L’horizon d’un gouvernement populaire

Malgré l’échec des projets de Papineau et de Nelson, comment ne pas trouver dans leurs idées une certaine noblesse et une inspiration ? Le 24 octobre 1837, Papineau déclare qu’il faut « un systèmede gouvernement entièrement dépendant du peuple et qui lui soit directement responsable ». Lui et Nelson défendent une véritable participation citoyenne à la vie publique, une égalité en droits, la possibilité de contrôler la vie politique par l’entremise du pouvoir législatif, la responsabilité de tous les représentants et plus largement l’affirmation de la souveraineté populaire. Si le modèle américain sur lequel s’appuyait Papineau est de nos jours bien terni, qu’en est-il du projet de Nelson ?

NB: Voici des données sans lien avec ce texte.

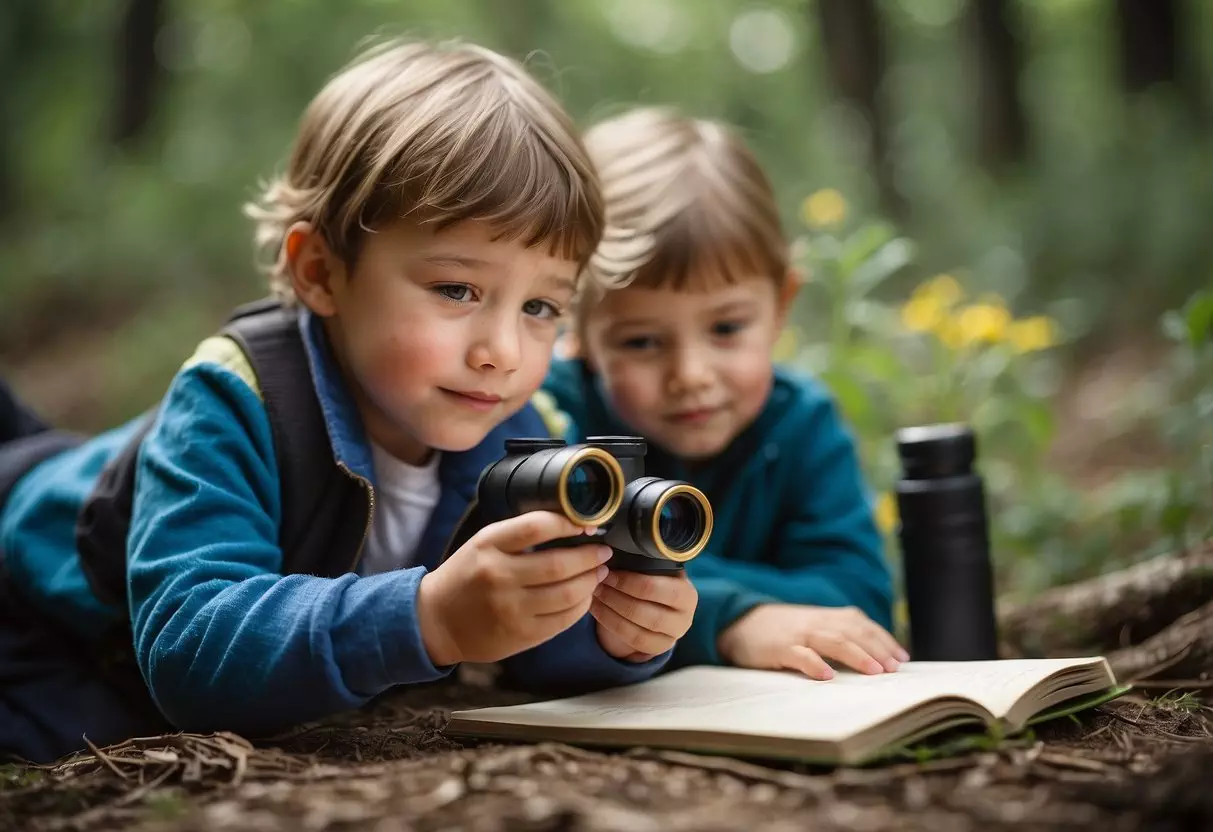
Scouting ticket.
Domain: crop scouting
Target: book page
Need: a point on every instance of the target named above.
(781, 705)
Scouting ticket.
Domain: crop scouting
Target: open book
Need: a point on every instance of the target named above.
(849, 719)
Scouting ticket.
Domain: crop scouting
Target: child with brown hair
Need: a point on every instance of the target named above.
(262, 550)
(673, 341)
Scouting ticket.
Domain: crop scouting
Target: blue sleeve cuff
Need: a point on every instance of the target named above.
(721, 603)
(377, 637)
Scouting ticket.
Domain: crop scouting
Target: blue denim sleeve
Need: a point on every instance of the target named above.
(223, 639)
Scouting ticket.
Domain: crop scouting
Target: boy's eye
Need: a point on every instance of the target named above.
(456, 292)
(638, 342)
(541, 309)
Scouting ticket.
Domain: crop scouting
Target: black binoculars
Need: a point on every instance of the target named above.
(651, 524)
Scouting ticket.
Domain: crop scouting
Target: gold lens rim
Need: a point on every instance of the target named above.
(618, 484)
(708, 519)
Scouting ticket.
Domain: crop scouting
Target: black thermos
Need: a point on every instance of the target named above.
(945, 546)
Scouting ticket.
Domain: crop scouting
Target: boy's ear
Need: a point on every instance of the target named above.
(790, 289)
(313, 268)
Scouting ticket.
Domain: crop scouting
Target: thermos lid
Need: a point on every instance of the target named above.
(930, 451)
(620, 446)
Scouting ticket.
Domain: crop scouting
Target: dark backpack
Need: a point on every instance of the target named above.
(325, 509)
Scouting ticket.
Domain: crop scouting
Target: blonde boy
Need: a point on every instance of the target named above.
(679, 351)
(427, 234)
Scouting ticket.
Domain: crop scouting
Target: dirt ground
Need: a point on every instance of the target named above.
(1139, 763)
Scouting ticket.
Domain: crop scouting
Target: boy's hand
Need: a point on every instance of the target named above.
(493, 598)
(641, 616)
(801, 638)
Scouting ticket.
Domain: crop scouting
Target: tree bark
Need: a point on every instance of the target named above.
(1148, 33)
(1002, 126)
(1111, 611)
(855, 62)
(1184, 650)
(138, 72)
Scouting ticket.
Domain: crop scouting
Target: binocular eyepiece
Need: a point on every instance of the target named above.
(653, 524)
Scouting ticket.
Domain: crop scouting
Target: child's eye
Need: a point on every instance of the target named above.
(541, 309)
(638, 342)
(455, 292)
(727, 328)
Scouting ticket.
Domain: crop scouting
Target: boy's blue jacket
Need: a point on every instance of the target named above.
(222, 638)
(793, 522)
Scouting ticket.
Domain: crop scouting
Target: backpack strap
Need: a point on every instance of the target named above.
(317, 497)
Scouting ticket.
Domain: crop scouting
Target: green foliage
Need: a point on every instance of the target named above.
(945, 355)
(1115, 188)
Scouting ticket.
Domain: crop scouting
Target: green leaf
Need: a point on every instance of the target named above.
(1174, 326)
(890, 258)
(1199, 318)
(852, 398)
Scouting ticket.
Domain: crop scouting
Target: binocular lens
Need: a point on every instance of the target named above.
(681, 523)
(590, 486)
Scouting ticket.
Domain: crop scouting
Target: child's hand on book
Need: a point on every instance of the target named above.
(641, 616)
(494, 597)
(802, 638)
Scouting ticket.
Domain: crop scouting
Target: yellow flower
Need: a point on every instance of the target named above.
(922, 313)
(824, 209)
(983, 323)
(1031, 334)
(886, 513)
(950, 334)
(786, 346)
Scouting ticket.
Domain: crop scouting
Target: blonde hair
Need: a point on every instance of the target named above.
(685, 199)
(443, 132)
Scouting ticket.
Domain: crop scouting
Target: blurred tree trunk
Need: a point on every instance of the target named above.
(1002, 127)
(1152, 52)
(854, 49)
(1149, 44)
(138, 72)
(26, 35)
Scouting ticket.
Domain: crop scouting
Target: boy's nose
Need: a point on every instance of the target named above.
(690, 371)
(495, 347)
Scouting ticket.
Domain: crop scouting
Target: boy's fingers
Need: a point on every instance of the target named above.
(873, 645)
(644, 614)
(535, 569)
(563, 596)
(849, 653)
(672, 591)
(638, 638)
(888, 645)
(557, 622)
(518, 534)
(807, 661)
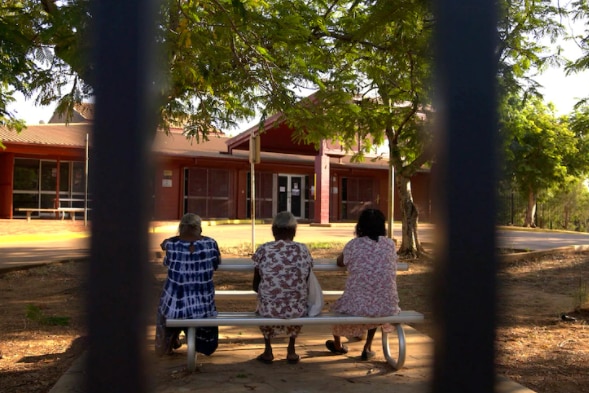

Face aux impasses politiques actuelles, il semble que l’esprit qui animait la Déclaration d’indépendance de 1838 puisse toujours nous inspirer. N’est-il pas temps de rompre avec l’inique monarchie britannique, qui reste non seulement un fardeau financier pour les citoyens, mais qui bloque aussi, en dernière instance, notre action souveraine ? Dans le sens de Nelson, pouvons-nous instaurer des rapports égaux avec les personnes autochtones, de nation souveraine à nation souveraine ?

Si nous sommes sérieux dans notre projet de séparer l’État et l’Église, n’est-il pas temps de mettre fin aux avantages fiscaux accordés aux organisations religieuses ? Enfin, il semble nécessaire d’offrir une même éducation de qualité à l’ensemble des citoyens, si nous désirons que toutes et tous soient outillés adéquatement pour participer à la vie politique et sociale.

Alors que la monarchie britannique est de plus en plus remise en cause au Canada et au Québec, et que le caractère démocratique de nos institutions fait défaut, le projet républicain issu de la Révolution française et porté par Robert Nelson offre des pistes de solution. L’instauration d’une république permettrait un réel contrôle des institutions par la population et ouvrirait la porte à une démocratie bonifiée.

En effet, une éducation égalitaire, ainsi que des réformes institutionnelles augmentant la représentation de chaque vote et instaurant des structures participatives sont à même de transformer positivement notre rapport à la vie politique. Ces idées — portées par les patriotes, Arthur Buies, Éva Circé-Côté ou encore Pierre Bourgault — peuvent servir d’amorce à l’instauration d’une authentique démocratie.